The early-age thermal development in mass concrete has a significant impact on the performance and long-term serviceability of mass concrete structures, such as bridge foundations. Great efforts have been made on predicting and controlling the thermal development in mass concrete. ConcreteWorks has been increasingly used for this purpose. However, previous research in Iowa indicated that,although user-friendly, the public ConcreteWorks program has some features that do not fit Iowa concrete well. The present research aimed at modifying the ConcreteWorks software for Iowa’s use, particularly for the prediction of thermal behavior of mass concrete elements with a smallest dimension of 6.5 feet or less.
In this study, the input and output parameters of ConcreteWorks that need to be modified for Iowa’s use were identified. The key properties (heat of hydration, thermal conductivity, mechanical properties, etc.) of typical Iowa concrete mixes required by ConcreteWorks for thermal predictions were tested. The Iowa environmental data and Iowa Department of Transportation (DOT) temperature differential limits were incorporated into the modified ConcreteWorks program. An initial soil temperature model was added.Thermal analyses were conducted on a real-time mass concrete project (the I-35 NB to US 30 WB [Ramp H] bridge) using both the unmodified and modified ConcreteWorks software as well as 4C-Temp&Stress software, and the predicted temperature developments were compared with those monitored from the field site.

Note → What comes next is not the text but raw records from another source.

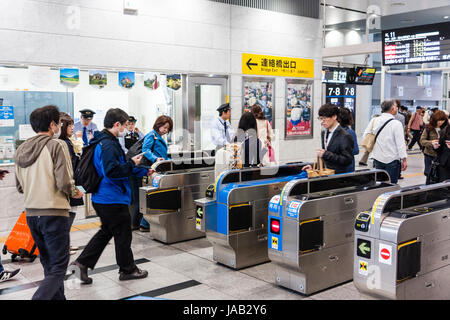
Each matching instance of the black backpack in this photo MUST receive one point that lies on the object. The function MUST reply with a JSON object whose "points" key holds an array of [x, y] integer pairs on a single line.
{"points": [[85, 173], [137, 149]]}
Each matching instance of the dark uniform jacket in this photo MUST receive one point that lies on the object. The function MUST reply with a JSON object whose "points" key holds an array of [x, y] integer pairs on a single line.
{"points": [[339, 153]]}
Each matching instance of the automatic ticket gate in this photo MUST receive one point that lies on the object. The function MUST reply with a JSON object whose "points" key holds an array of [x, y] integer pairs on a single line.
{"points": [[167, 202], [402, 245], [234, 212], [310, 235]]}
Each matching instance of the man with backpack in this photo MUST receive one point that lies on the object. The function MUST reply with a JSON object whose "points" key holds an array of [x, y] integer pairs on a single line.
{"points": [[111, 199], [45, 176], [389, 145]]}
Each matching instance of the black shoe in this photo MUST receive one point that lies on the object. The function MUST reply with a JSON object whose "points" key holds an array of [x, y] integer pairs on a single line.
{"points": [[6, 275], [83, 272], [137, 274]]}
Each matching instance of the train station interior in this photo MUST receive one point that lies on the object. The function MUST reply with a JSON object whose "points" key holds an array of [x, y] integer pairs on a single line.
{"points": [[267, 232]]}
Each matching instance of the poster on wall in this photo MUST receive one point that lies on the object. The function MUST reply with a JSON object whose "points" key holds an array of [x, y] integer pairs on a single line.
{"points": [[151, 80], [39, 76], [299, 112], [126, 79], [174, 81], [69, 76], [98, 78], [6, 116], [259, 91]]}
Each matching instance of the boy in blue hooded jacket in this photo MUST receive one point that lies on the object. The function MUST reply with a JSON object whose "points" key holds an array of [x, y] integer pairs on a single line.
{"points": [[112, 199]]}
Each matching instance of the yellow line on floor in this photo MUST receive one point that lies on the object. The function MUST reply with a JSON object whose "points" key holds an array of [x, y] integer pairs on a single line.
{"points": [[415, 174]]}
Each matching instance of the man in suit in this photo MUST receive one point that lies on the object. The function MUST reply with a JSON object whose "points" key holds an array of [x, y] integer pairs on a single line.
{"points": [[337, 143]]}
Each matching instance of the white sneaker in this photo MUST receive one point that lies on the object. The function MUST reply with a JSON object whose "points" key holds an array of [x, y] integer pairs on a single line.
{"points": [[6, 275]]}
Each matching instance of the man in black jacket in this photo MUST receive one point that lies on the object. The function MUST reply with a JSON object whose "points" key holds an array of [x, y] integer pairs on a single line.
{"points": [[337, 143]]}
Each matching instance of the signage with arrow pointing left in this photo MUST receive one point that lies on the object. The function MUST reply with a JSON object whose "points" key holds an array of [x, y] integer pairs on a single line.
{"points": [[363, 248], [258, 64]]}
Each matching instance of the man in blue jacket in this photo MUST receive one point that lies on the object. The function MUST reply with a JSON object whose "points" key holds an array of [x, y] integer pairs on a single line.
{"points": [[112, 199]]}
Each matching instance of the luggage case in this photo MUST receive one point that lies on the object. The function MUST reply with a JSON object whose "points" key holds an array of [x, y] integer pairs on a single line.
{"points": [[20, 242]]}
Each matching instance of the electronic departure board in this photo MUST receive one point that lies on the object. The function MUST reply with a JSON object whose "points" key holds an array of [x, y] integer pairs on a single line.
{"points": [[420, 44], [334, 75]]}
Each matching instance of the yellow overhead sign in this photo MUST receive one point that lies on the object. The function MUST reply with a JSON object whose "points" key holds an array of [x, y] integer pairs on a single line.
{"points": [[258, 64]]}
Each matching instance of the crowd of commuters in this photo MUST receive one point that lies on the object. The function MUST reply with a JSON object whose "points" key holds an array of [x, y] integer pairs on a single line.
{"points": [[45, 171]]}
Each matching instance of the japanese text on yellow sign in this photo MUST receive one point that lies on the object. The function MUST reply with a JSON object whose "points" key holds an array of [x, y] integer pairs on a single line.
{"points": [[277, 66]]}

The results indicate that the modified ConcreteWorks software predicts the early-age temperature profile, maturity, and strength of Iowa mass concrete quite well. As many default data in the public ConcreteWorks software are replaced with Iowa concrete values, the modified software is even more user-friendly and reliable for Iowa’s use. A hands-on workshop on learning how to use ConcreteWorks was welcomed by Iowa engineers. Recommendations are made in this report for effective use of the modified ConcreteWorks software in Iowa and for further research in this area.